I'm surprised to see this getting so much positive reception. In my experience AI is still really bad with documenting the exact steps it took, much more so when those are dependent on its environment, and once there's a human in the loop at any point you can completely throw the idea out the window. The AI will just hallucinate intermediate steps that you may or may not have taken unless you spell out in exact detail every step you took.

People in general seem super obsessed with AI context, bordering on psychosis. Even setting aside obvious examples like Gas Town or OpenClaw or that tweet I saw the other day of someone putting their agents in scrum meetings (lol?), this is exactly the kind of vague LLM "half-truth" documentation that will cascade into errors down the line. In my experience, AI works best when the ONLY thing it has access to is GROUND TRUTH HUMAN VERIFIED documentation (and a bunch of shell tools obviously).

Nevertheless it'll be interesting to see how this turns out, prompt injection vectors and all. Hope this doesn't have an admin API key in the frontend like Moltbook.
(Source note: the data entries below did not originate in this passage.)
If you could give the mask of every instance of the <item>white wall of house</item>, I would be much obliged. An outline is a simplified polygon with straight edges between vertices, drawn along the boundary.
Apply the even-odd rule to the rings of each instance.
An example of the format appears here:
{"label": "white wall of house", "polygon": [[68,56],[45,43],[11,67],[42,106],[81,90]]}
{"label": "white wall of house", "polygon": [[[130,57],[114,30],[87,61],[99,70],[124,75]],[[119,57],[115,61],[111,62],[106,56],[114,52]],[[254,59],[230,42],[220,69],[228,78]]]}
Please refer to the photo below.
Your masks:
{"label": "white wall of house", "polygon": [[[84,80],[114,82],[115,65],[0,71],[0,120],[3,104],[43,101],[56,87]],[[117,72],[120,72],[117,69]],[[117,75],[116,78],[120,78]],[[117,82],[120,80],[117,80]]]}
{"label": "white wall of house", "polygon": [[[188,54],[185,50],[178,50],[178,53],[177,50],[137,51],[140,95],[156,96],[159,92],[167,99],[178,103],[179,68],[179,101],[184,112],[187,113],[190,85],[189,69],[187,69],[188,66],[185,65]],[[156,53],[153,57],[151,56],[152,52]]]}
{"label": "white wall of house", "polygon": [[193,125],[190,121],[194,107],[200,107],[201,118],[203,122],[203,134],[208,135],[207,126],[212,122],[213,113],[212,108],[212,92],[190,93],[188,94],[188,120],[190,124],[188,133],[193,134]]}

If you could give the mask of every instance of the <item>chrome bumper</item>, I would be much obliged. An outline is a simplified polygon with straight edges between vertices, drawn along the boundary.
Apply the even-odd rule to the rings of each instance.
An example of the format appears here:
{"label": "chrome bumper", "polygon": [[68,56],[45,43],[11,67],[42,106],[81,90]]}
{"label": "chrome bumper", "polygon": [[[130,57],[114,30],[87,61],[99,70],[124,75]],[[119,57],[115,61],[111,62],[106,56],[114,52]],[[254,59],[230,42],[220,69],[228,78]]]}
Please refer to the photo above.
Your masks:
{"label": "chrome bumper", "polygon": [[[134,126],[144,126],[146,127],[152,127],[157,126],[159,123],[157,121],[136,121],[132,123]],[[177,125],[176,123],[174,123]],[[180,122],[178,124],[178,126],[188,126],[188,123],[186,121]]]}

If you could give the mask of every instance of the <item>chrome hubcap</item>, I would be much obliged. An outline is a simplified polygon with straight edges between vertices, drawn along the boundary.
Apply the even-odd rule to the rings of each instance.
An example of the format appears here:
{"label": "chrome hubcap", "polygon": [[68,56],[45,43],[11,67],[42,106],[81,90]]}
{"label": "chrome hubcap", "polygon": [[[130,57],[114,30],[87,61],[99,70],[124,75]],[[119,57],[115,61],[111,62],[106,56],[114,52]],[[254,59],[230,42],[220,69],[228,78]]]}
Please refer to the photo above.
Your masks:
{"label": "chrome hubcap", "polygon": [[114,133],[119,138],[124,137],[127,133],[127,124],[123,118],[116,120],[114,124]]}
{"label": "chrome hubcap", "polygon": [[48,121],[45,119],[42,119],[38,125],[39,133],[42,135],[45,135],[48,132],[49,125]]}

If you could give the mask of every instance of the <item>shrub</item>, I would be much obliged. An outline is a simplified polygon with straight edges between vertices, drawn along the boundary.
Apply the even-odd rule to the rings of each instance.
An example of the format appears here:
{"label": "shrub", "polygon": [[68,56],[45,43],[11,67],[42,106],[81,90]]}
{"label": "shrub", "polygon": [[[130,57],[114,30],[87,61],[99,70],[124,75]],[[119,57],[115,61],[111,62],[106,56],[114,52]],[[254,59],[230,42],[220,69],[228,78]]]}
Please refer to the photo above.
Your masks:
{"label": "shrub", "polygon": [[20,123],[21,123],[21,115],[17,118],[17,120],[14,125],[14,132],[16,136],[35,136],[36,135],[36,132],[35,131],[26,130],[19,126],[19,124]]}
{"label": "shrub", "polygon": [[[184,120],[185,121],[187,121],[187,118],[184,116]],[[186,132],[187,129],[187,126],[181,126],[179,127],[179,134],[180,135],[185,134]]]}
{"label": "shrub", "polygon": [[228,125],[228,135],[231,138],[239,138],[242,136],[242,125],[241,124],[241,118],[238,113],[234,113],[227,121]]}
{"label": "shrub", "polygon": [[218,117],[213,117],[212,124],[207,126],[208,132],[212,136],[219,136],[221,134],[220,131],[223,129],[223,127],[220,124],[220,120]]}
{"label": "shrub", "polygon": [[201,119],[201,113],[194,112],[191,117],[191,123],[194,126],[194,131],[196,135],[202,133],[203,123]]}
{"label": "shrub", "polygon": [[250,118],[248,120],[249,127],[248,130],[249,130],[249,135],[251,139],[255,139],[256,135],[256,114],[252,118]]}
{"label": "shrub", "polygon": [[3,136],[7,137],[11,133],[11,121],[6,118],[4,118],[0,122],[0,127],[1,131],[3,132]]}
That can happen if the history got compacted away in a long session. But usually AI agents also have a way to re-read the entire log from the disk. Eg Claude Code stores all user messages, LLM messages and thinking traces, tool calls etc in json files that the agent can query. In my experience it can do it very well. But the AI might not reach for those logs unless asked directly. I can see that it could be more proactive but this is certainly not some fundamental AI limitation.

[deleted]

I have completely different experience. Which models are you talking about? I have no trouble at all with AI documenting the steps it took. I use codex gpt5.4 and Claude code opus 4.6 daily. When needed - they have no issue with describing what steps they took, what were the problems during the run. Documenting that all as a SKILL, then reuse and fix instructions on further feedback.

I use mainly Opus 4.6.

I did the same thing and created a skill for summarizing a troubleshooting conversation. It works decently, as long as my own input in the troubleshooting is minimal. i.e. dangerously-skip-permissions. As soon as I need to take manual steps or especially if the conversation is in Desktop/Web, it will very quickly degrade and just assume steps I've taken (e.g. if it gave me two options to fix something, and I come back saying it's fixed, it will in the summary just kind of randomly decide a solution). It also generally doesn't consider the previous state of the system (e.g. what was already installed/configured/setup) when writing such a summary, which maybe makes it reusable for me, somewhat, but certainly not for others.

Now you could say, "these are all things you can prompt away", and, I mean, to an extent, probably. But once you're talking about taking something like this online, you're not working with the top 1% proompters. The average claude session is not the diligent little worker bee you'd want it to be. These models are still, at their core, chaos goblins. I think Moltbook showed that quite clearly.

I think having your model consider someone else's "fix" to your problem as a primary source is bad. Period. Maybe it won't be bad in 3 generations when models can distinguish noise and nonsense from useful information, but they really can't right now.

Isn’t what you’ve just described - the context bloat problem, the part about the web?

I’m not sure I quite get the same experience as you with the “assumes steps it never took”. Do you think it’s because of the skills you’ve used?

I also disagree that having at least some solution to a similar problem is inherently bad. Usually it directs the LLM to some path that was verified, if we’re talking about skills

The steps they say they took and steps they took are not the same thing.